29/1/09

Javier (VII)

El bienio parisino resucitó en el alma de Javier tan pronto como la vio por los pasillos. El pelo corto, moreno y liso, destapaba dos orejas diminutas perfectamente alineadas sobre un cuello de cisne lila. Sus ojos verdes, distraídos, caminaban al ritmo que asumieron los latidos del corazón de Javier, que se sintió un privilegiado por respirar el mismo aire que llenaba aquel pecho. Pequeña y graciosa, su belleza era atemporal, el dulce arrullo de un soul. Fue una visión rápida, el segundo que tardó en introducirse en el aula ante su estupefacción, pero Javier siempre recordaría el resultado de ese leve contacto, idéntico al estremecimiento que recorrió su cuerpo cuando contempló La Sorbona por primera vez.

Aturdido, tomó el pestillo de la puerta y la cerró tras de sí.

J’ai perdu mon amie, sans l’avoir mérité, pour un boquet de roses que je lui refusai. Era curioso. La cancioncita infantil que Javier le había enseñado había cobrado un sentido despiadadamente premonitorio. Il y a longtemps que je t’aime, jamais je ne t’oublierai. Hacía más de un mes que Javier se había marchado y más de dos semanas que ella había decidido esperar. Esperar a nada, quizás. O esperar a que el tiempo se lo devolviese. Con todo, las cosas parecían no querer encauzarse. En la facultad no se había vuelto a saber nada de Javier y ninguno de los profesores le pudo facilitar información sobre su paradero exacto. La época de exámenes se avecinaba enseñando sus garras en forma de apuntes incompletos y el intranquilo poso que sostenía la espera nublaba su concentración tanto o más que las lágrimas de las semanas anteriores.

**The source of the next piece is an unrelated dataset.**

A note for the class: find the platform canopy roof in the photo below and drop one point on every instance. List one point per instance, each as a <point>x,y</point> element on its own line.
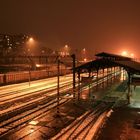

Buscó refugio en la pintura, un vicio que había descuidado cuando la llegada de Javier lo desplazó como una droga pasada de moda, y retomó la adicción sin sentir el vacío de la tregua. Pintó, pintó con el alma en cada trazo, mojando el pincel en un llanto que sólo ahora encontraba el camino certero por el que fluir. Ni siquiera se detenía a considerar el hipotético significado de sus composiciones, cuando exprimía un lienzo hasta secarse por dentro, otro despertaba un nuevo torrente de emociones. La aparente abstracción de sus miedos se tornó nítida en el momento en el que, sobre la tela blanca, los ojos de Javier la miraron. Pero era un Javier distinto. Un Javier más joven, un Javier ingenuo, sin las arrugas fruto del recelo, un Javier que ella no había conocido y que, sin embargo, era cuanto le quedaba de Javier. Un Javier que amaba, que amaría. Un Javier que nunca la habría dejado.

Al terminar el retrato sintió un alivio que no pudo identificar. La cabeza le había dado vueltas y vueltas durante días interminables y aquel reposo intruso estaba fuera de lugar, Javier seguía sin estar allí. Entonces lo supo.

A toda prisa, adecentó el salón, colocando el caballete con sumo cuidado para salvaguardar el lienzo recién concluido y se dio una ducha rápida para quitarse el olor a disolvente. Eran las ocho de la tarde, así que supuso que Marta y Raquel ya habrían vuelto de sus respectivas clases. En la calle, el frío la saludó con un abrazo helado y las farolas la escoltaron hasta la parada del autobús. Los escaparates habían perdido la luminiscencia en favor de carteles con tentadoras ofertas, los coches empezaban a asomar la escarcha sobre las lunas y las multas y a través de las ventanas de los edificios se distinguían las siluetas de los presentadores de informativos en las televisiones. No echó en falta el mp3 que solía acompañarla, quería observar lo que había a su alrededor porque ya había descubierto cuanto necesitaba advertir de sí misma.

El trayecto se le hizo corto pensando en cómo se lo diría a sus amigas. Raquel pondría el grito en el cielo, de eso estaba segura, pero Marta la apoyaría. Era cuestión de exponer los hechos de manera que los pros se disparasen por encima de los contras. Y no sería difícil. Después de siete paradas, bajó del autobús y se encaminó al portal que localizó al instante.